Rebecca Goddard, a mother of two sons, ages 4 and 6, who have autism, also expressed concern about the change in the program for disabled visitors. Goddard says she takes her sons to Disneyland once a week, and says they can’t wait in lines longer than a few minutes before they begin to push other people.
“My boys don’t have the cognition to understand why it’s going to be a long wait,” she said. “There are so few things for my boys that bring them utter joy and happiness — to mess with it just makes me sad.”
In response, Brown said Disney recognizes “that needs of individuals vary dramatically, and that one size doesn’t fit all. Like we’ve always done, guests who have particular concerns can speak with Guest Relations about their particular needs.”
While not all parents are convinced, Ellen Seidman, whose son Max has sensory issues, said that after speaking with Brown she thinks parents of kids with special needs should “see how the system plays out” before getting too riled up.

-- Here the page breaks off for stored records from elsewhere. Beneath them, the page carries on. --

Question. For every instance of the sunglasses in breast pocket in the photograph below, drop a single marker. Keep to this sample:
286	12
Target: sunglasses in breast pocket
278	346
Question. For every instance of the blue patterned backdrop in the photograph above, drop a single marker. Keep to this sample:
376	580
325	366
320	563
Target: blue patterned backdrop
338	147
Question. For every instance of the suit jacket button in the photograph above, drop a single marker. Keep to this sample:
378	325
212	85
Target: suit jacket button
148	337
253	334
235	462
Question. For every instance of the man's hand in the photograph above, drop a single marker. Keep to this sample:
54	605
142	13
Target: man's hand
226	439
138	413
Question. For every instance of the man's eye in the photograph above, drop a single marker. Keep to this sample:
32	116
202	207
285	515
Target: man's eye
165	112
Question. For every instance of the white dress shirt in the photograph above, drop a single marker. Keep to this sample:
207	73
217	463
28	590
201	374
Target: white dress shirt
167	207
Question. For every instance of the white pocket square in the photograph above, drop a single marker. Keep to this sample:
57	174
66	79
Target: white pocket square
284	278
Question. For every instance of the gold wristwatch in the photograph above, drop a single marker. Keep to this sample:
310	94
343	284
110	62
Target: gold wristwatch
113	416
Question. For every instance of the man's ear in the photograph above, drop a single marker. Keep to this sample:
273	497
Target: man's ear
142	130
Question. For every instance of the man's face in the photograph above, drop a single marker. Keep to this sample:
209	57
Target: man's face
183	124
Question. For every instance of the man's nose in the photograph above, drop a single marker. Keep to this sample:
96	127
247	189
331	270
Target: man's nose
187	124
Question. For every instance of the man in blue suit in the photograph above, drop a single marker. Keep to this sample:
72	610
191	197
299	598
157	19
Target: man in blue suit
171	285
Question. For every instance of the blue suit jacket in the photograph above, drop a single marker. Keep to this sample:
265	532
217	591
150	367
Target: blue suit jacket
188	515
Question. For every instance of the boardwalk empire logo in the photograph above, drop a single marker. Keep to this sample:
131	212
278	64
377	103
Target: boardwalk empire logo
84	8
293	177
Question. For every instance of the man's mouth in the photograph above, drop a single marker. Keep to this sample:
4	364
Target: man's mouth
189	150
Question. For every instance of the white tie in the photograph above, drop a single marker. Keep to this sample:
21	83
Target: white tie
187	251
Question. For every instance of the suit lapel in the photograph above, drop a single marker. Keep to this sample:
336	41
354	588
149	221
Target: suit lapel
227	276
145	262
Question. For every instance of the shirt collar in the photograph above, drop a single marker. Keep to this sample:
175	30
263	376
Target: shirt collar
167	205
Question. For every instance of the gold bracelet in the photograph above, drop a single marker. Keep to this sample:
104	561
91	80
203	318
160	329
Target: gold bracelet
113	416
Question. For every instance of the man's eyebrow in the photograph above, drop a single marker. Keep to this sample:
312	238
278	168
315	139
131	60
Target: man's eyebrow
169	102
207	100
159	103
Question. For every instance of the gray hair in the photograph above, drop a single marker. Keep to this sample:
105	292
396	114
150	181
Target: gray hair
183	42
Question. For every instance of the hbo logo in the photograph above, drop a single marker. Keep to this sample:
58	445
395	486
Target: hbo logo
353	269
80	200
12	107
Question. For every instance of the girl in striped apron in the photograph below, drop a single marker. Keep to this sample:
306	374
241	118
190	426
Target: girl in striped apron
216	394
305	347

On her blog “Love that Max,” Seidman said that “Disney has an admirable history of accommodating guests with special needs,” and went on to describe how the park rents wheelchairs and Electric Convenience Vehicles, offers foods for those with special dietary restrictions at most restaurants, has designated relief areas for service animals and has options for guests with hearing and visual impairment.
“I can’t imagine that Disney would ever leave kids with special needs in the (pixie) dust,” she said. “If the realities of the new program prove too hard to handle, the parks will hear about it — and hopefully make adjustments accordingly,” she continued, explaining that parents of kids with special needs are not afraid to speak up.